The following knobs are available to control concurrency:
Job Concurrency#
Job concurrency restrict the concurrent message processed by a job. It’s defined by setting the spec.config.job.max_concurrency
attribute on a job definition.
For example, the following job would run at most two pipelines in parallel:
apiVersion: saturn.flared.io/v1alpha1
kind: SaturnJobDefinition
metadata:
name: slow-job
spec:
minimalInterval: "@hourly"
template:
input: ...
pipeline: ...
config:
job:
max_concurrency: 2
This option is useful to limit the jobs that uses a higher amount of computing resources. Setting max_concurrency
to 1
, removes any parallel execution.
Resource Concurrency#
A resource also limits the concurrent message processed by jobs. However, resources can be used over multiple jobs. This way, it’s possible to limit the concurrency of a group of jobs. Resource also allows more advanced rate limit rule such as N execution per M unit of time. When many jobs use the same resource, the job messages are processed in a round-robin order, so every job gets the same amount of execution counts.
For example, the following two jobs share the same resource, a Github API key. This ensures both jobs will be able to use the same Github API key while keeping the rate limit under 4,000 calls per hours with at least one seconds between each call. Resource also restricts the concurrency to one call at any time for any resource. Note that a job refers to resources by its type and not its name. This allows Saturn to use multiple resources for a single job. It is then possible to increase the concurrency by having multiple resources of the same type.
apiVersion: saturn.flared.io/v1alpha1
kind: SaturnJobDefinition
metadata:
name: job-a
spec:
minimalInterval: "@hourly"
template:
input: ...
pipeline:
name: examples.pipelines.list_github_events
resources:
api_key: example.resources.GithubApiKey
---
apiVersion: saturn.flared.io/v1alpha1
kind: SaturnJobDefinition
metadata:
name: job-b
spec:
minimalInterval: "@hourly"
template:
input: ...
pipeline:
name: examples.pipelines.list_github_users
resources:
api_key: example.resources.GithubApiKey
---
apiVersion: saturn.flared.io/v1alpha1
kind: SaturnResource
metadata:
name: github-api-key
spec:
type: example.resources.GithubApiKey
data:
key: GITHUB_API_KEY
default_delay: 1
rate_limit:
strategy: moving-window
rate_limits:
- 5000 per hour
---
Resources can reproduce job concurrency options by creating multiple dummy resources and set them on a single job.
Executor Concurrency#
Finally, executor themselves have a limit on how many jobs they can run concurrently.
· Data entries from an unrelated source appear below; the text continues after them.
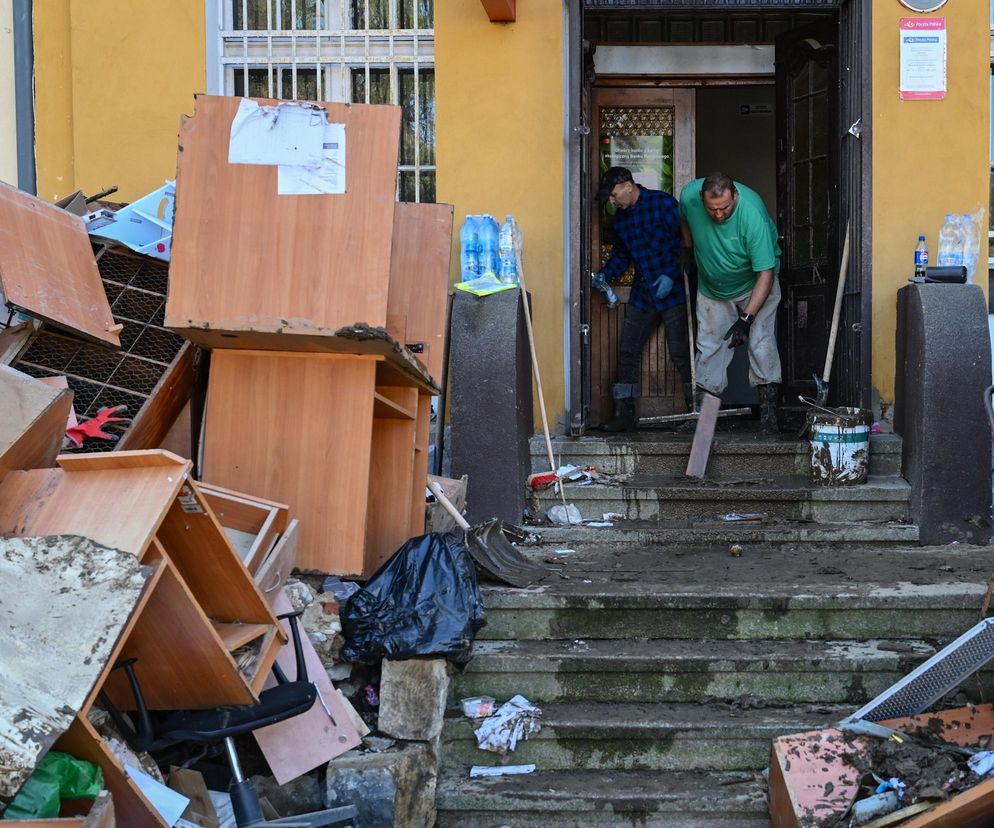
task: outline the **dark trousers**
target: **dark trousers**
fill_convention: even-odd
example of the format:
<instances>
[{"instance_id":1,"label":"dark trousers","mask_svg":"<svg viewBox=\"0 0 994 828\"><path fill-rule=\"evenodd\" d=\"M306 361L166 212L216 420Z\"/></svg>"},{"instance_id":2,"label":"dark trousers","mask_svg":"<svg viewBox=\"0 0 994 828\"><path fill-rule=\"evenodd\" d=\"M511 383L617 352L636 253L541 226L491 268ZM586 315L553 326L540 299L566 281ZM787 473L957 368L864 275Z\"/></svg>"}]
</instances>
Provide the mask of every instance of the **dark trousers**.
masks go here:
<instances>
[{"instance_id":1,"label":"dark trousers","mask_svg":"<svg viewBox=\"0 0 994 828\"><path fill-rule=\"evenodd\" d=\"M618 385L638 385L642 349L660 323L666 331L666 345L669 348L670 359L676 366L680 378L685 383L690 382L687 306L677 305L664 311L657 311L655 308L642 310L629 305L625 311L625 323L621 328L621 339L618 343ZM623 396L635 396L635 393L632 391L628 394L615 394L616 398Z\"/></svg>"}]
</instances>

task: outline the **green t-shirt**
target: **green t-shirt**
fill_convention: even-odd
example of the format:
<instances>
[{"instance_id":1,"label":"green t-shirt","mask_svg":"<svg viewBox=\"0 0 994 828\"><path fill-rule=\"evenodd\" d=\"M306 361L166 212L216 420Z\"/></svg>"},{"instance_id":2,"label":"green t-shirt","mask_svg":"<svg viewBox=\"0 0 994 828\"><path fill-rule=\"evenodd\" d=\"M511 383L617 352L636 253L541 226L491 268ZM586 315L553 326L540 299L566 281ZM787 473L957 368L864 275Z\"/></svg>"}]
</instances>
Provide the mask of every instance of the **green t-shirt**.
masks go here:
<instances>
[{"instance_id":1,"label":"green t-shirt","mask_svg":"<svg viewBox=\"0 0 994 828\"><path fill-rule=\"evenodd\" d=\"M735 212L718 224L704 209L703 182L691 181L680 193L680 218L694 239L698 289L711 299L735 299L753 289L759 271L773 268L780 275L777 226L759 194L738 182Z\"/></svg>"}]
</instances>

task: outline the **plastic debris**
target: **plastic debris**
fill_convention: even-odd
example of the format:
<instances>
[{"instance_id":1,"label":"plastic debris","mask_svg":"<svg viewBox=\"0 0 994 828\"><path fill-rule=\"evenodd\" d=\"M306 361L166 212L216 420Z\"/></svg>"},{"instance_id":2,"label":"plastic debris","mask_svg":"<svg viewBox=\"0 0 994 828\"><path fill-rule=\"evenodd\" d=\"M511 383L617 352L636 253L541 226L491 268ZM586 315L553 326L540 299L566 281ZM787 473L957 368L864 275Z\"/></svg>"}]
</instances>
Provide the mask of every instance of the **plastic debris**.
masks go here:
<instances>
[{"instance_id":1,"label":"plastic debris","mask_svg":"<svg viewBox=\"0 0 994 828\"><path fill-rule=\"evenodd\" d=\"M596 466L560 466L556 476L563 483L574 483L577 486L592 486L602 483L607 486L620 486L628 479L627 474L609 474Z\"/></svg>"},{"instance_id":2,"label":"plastic debris","mask_svg":"<svg viewBox=\"0 0 994 828\"><path fill-rule=\"evenodd\" d=\"M977 776L987 776L994 771L994 750L983 750L970 757L967 764Z\"/></svg>"},{"instance_id":3,"label":"plastic debris","mask_svg":"<svg viewBox=\"0 0 994 828\"><path fill-rule=\"evenodd\" d=\"M520 776L523 773L535 773L534 765L473 765L469 769L471 779L478 776Z\"/></svg>"},{"instance_id":4,"label":"plastic debris","mask_svg":"<svg viewBox=\"0 0 994 828\"><path fill-rule=\"evenodd\" d=\"M380 694L372 684L367 684L362 688L362 698L370 707L380 706Z\"/></svg>"},{"instance_id":5,"label":"plastic debris","mask_svg":"<svg viewBox=\"0 0 994 828\"><path fill-rule=\"evenodd\" d=\"M746 513L729 512L727 515L721 516L722 520L727 520L730 523L744 523L746 521L759 522L762 520L766 520L766 518L767 518L766 512L746 512Z\"/></svg>"},{"instance_id":6,"label":"plastic debris","mask_svg":"<svg viewBox=\"0 0 994 828\"><path fill-rule=\"evenodd\" d=\"M556 526L577 526L583 523L583 516L580 514L580 510L572 503L568 503L565 506L561 503L550 506L545 512L545 517L549 523L554 523Z\"/></svg>"},{"instance_id":7,"label":"plastic debris","mask_svg":"<svg viewBox=\"0 0 994 828\"><path fill-rule=\"evenodd\" d=\"M474 731L477 747L503 756L513 751L519 741L538 733L542 729L541 719L540 708L524 696L515 696Z\"/></svg>"},{"instance_id":8,"label":"plastic debris","mask_svg":"<svg viewBox=\"0 0 994 828\"><path fill-rule=\"evenodd\" d=\"M462 712L470 719L484 719L493 715L496 703L493 696L473 696L462 700Z\"/></svg>"},{"instance_id":9,"label":"plastic debris","mask_svg":"<svg viewBox=\"0 0 994 828\"><path fill-rule=\"evenodd\" d=\"M576 550L575 549L557 549L556 550L556 554L557 555L575 555L576 554Z\"/></svg>"},{"instance_id":10,"label":"plastic debris","mask_svg":"<svg viewBox=\"0 0 994 828\"><path fill-rule=\"evenodd\" d=\"M360 589L361 587L355 581L343 581L335 575L329 575L321 585L321 591L333 592L339 604L344 604Z\"/></svg>"},{"instance_id":11,"label":"plastic debris","mask_svg":"<svg viewBox=\"0 0 994 828\"><path fill-rule=\"evenodd\" d=\"M591 520L587 523L587 526L594 526L598 529L603 529L608 526L614 526L609 520Z\"/></svg>"}]
</instances>

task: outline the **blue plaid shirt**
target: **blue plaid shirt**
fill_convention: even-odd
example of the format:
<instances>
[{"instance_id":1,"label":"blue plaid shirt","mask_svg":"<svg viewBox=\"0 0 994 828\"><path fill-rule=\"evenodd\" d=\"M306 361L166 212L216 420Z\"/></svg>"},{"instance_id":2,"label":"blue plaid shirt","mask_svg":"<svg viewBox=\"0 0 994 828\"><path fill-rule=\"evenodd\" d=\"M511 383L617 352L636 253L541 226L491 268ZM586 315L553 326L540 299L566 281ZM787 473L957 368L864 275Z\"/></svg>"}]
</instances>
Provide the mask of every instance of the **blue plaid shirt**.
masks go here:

This setting depends on the executor. For example, the ProcessExecutor
will have concurrency equal to its max_workers
option:
apiVersion: saturn.flared.io/v1alpha1
kind: SaturnExecutor
metadata:
name: default
spec:
type: ProcessExecutor
options:
max_workers: 2
The executor above would have the concurrency of 2
. Since the executor runs all jobs, its concurrency is likely to limit most of the jobs concurrency. If a job doesn’t have a max_concurrency
or any resources, it will only be limited by the executor.